SIEGEL: Just one question about something. You mentioned Alex Rodriguez has many slumps and every time he goes into one, people think, aha - there it is, I knew he was finished. In 2006, you wrote, (reading) time to face facts - A-Rod simply doesn't have it.

Next year, he hits 52 home runs and steals 24 bases. What is it about this guy - immensely talented - that he seems to be done for and he just comes back?

SHERMAN: Well, at that time, I would suspect that one of the things that helped bring him back was also what brought him to a suspension. He defied time, as a lot of players in that era defied time, by not playing legally.

SIEGEL: You're saying performance-enhancing drugs?

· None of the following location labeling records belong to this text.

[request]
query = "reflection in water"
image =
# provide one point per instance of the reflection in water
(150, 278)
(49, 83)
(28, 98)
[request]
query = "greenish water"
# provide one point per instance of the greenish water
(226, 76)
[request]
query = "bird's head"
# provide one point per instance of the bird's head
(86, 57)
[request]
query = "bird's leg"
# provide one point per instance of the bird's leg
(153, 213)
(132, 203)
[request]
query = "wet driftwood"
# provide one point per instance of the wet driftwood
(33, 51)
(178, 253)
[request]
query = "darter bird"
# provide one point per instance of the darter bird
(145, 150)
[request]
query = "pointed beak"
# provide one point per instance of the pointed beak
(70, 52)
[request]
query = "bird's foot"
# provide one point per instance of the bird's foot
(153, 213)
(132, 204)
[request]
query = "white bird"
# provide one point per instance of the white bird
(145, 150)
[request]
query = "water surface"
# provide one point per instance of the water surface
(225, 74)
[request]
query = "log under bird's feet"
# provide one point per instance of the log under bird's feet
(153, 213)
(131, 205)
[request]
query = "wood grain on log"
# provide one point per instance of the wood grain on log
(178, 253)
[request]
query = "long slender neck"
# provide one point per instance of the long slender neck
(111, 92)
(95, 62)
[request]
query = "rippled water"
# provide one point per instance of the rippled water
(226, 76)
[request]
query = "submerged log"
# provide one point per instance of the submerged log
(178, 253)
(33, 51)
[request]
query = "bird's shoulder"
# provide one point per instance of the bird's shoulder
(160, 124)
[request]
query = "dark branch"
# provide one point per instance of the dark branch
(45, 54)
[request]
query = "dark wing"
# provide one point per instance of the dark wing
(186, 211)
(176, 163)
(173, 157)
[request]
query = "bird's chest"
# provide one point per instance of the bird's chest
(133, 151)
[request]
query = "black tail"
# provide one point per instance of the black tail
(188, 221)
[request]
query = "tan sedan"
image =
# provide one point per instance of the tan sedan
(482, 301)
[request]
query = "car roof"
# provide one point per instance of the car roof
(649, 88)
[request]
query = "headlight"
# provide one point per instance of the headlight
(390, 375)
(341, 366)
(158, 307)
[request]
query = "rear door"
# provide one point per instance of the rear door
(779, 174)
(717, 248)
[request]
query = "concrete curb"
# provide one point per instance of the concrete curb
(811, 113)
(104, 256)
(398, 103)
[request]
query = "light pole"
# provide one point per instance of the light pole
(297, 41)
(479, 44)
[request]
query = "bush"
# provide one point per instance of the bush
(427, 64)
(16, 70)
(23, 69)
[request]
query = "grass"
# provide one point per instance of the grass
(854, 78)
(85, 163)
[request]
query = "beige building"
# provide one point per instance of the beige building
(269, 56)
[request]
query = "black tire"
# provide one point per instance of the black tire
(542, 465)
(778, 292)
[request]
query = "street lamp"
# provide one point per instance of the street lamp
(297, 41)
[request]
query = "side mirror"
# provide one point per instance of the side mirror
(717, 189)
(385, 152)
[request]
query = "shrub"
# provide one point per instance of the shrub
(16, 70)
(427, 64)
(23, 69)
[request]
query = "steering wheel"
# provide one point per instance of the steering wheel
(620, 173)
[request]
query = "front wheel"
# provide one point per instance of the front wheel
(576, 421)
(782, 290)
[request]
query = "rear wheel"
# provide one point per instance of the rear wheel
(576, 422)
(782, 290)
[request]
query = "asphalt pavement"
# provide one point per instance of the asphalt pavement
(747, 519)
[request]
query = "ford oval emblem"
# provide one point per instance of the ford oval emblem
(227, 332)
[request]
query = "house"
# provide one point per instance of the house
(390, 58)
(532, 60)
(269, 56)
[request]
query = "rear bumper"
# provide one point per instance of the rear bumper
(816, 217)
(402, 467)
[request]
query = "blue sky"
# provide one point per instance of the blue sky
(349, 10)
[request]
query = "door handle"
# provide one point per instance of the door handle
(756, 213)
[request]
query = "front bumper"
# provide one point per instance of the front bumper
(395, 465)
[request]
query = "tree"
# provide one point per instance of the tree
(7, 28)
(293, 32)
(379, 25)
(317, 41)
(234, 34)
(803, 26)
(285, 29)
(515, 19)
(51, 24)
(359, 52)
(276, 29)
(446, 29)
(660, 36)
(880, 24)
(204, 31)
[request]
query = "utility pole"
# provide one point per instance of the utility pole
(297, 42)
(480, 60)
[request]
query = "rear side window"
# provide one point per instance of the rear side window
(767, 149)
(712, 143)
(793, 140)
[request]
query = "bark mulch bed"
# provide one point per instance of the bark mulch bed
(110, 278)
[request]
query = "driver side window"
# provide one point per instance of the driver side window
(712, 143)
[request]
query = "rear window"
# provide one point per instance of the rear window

SHERMAN: Yes. I mean, clearly, he was taking performance-enhancing drugs in 2010 and probably 2011 at the minimum, which probably helped him defy injury, recovery situations and age. But, you know, let's start with who he is. Alex Rodriguez was the first pick in the first round of a draft. I think anybody who did amateur scouting would tell you that in the last 40 years - if you skipped to somebody who's done amateur scouting in that period - there's maybe two or three players, the Ken Griffey Jrs., the Alex Rodriguezs, the Bryce Harpers, who stand out, that they would be the first pick in the last 40 years of drafts if you put everyone together. So unique athletes tend to be able to last longer and be better than others. So he's a very successful player now. I have two children. I wouldn't bet their lives or my lives that he's doing it clean, and, you know, let's hope he is. It's a greater story if he is. But he has kind of fooled us once already, and so the shame would be on me to believe him moving forward.

SIEGEL: Joel Sherman, of the New York Post and MLB Network Insider, thanks for talking with us.